## Project Euler: Problem 9

Happy New Year Ladies(?) and Geeks

Trying to get the year off to a good start, I'm posting up my solution for the ninth Project Euler problem. I'm not going to spend a lot of time talking about it, because the solution is a pretty easy one. Here is the code in Python:

1. #!/usr/bin/python3
2. """
3. python solution for project euler problem #9.
4. """
5.
6. print( [a*b*(1000 - b -a) for a in range(1,500+1) for b in range(1,500+1) \
7. if a * a + b * b == ((1000 -b -a) * (1000 - b - a))][0])

And here is the code in Haskell:

1. module Main where
2.
3. main :: IO()
4. main = print . head \$ [a*b*(1000-b-a) | a <- [1..500] , b <- [1..500], a ^ 2 + b ^ 2 == (1000 - b - a) ^ 2]

See, it really is that simple. There really isn't anything interesting between to the solutions, but I would like to make a quick note on the luxury of being able to use “head” in Haskell to simplify the whole process. In the Python solution, the answer is generated twice, that's just the nature of the algorithm, and to just get one number, I just ask for the first item in the list. Thanks to Haskell's lazy evaluation, I only have to calculate the answer once, and I think this may be reflected in the run times.

So now the part that I know everyone loves to read the most, Times:

python-2.6.6 : .165s
python-3.1.2 : .110s

### just use numpy arange

[user@server ~]\$cat euler_9.py
#!/usr/bin/env python
"""
python solution for project euler problem #9.
"""
import numpy as np
from datetime import datetime as time
t0 = time.now()
print( [a*b*(1000 - b -a) for a in np.arange(1,500+1) for b in np.arange(1,500+1) \
if a * a + b * b == ((1000 -b -a) * (1000 - b - a))][0])

print time.now()-t0
[user@server ~]\$python euler_9.py
31875000
0:00:02.703267

I guess it depends on the machine as well...

### Thanks for the comment John,

Thanks for the comment John, I'm a little confused why I would want to use numpy's arange instead of pythong's builtin range function. What are the benefits of arange over range?

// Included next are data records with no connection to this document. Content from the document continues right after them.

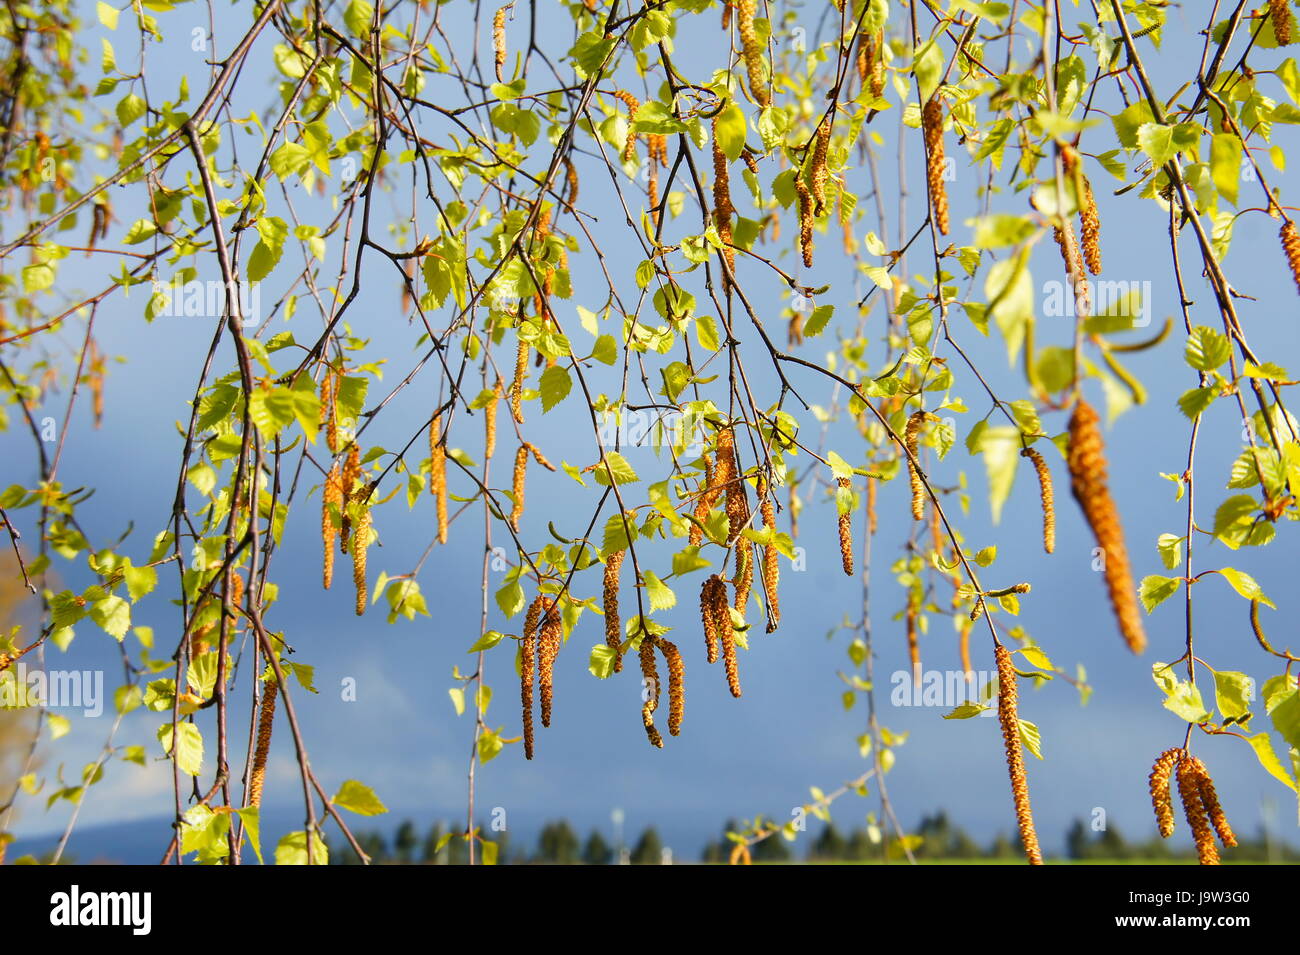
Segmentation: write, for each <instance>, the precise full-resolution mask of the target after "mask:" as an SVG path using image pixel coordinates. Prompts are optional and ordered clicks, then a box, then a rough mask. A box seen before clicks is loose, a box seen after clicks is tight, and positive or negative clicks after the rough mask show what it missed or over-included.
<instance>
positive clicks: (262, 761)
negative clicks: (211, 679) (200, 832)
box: [247, 680, 279, 808]
mask: <svg viewBox="0 0 1300 955" xmlns="http://www.w3.org/2000/svg"><path fill="white" fill-rule="evenodd" d="M278 693H279V683H277V682H276V681H274V680H268V681H266V683H265V686H264V687H263V690H261V708H260V711H259V713H257V747H256V748H255V750H253V756H252V772H251V773H250V774H248V800H247V802H248V806H251V807H253V808H256V807H259V806H261V790H263V786H264V785H265V782H266V756H268V755H270V730H272V729H273V724H274V721H276V695H277V694H278Z"/></svg>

### Weirdly, it seems that the

Weirdly, it seems that the plain old dumb way of coding is faster than all others.

1. def dumb_solution():
2. for a in range(1, limit + 1):
3. for b in range(1, limit + 1):
4. c = 1000 - b - a
5. if a * a + b * b == c * c:
6. return a * b * c

Even more weirdly, the use of xrange slows down the computation!

### You can make the python version a tad shorter

by using:
(1000 - b - a) ** 2
(1000 - b - a) * (1000 - b - a)
Not sure what is the effect on run time

### You know Gaetan, I tried

You know Gaetan, I tried that. But just as a little "I wonder" moment. Doing it my way actually turned out to have lower run times on my machine. Granted these weren't huge differences, and your version is MUCH more readable and maintainable. I wanted to post the correct code for my runtimes.

I will also admit that I find it kind of weird that my run times would be affect by such a change. But then, my run times aren't exactly accurate.

### pypy is faster by more than an order of magnitude (or two)

Combining Jack's suggestion with my own:
s="(a*b*(1000 - b -a) for b in xrange(1,500+1) for a in xrange(b,500+1) if a * a + b * b == ((1000 -b -a) * (1000 - b - a))).next()"

(C)Python 2.6.4:
>>> min(timeit.Timer(s).repeat(100, 10))
0.28002095222473145

pypy 1.4.1 (Python 2.5.2):
>>>> min(timeit.Timer(s).repeat(10000, 10))
0.0070629119873046875

For reference, using your original python statement on (C)Python 2.6.4:
>>> min(Timer(s).repeat(100, 10))
0.88044905662536621

### Use Python Generators

To find the first matching item and stop use python generator comprehensions. These print the same thing but the second version stops when it hits 3.
print [x for x in range(10) if x == 3][0]
print (x for x in range(10) if x == 3).next()

Now your python version should be as fast as the Haskell version.

### Thanks for that code and the

Thanks for that code and the idea of using generators Jack. Those generators are definitely something I need to put into my python toolbox.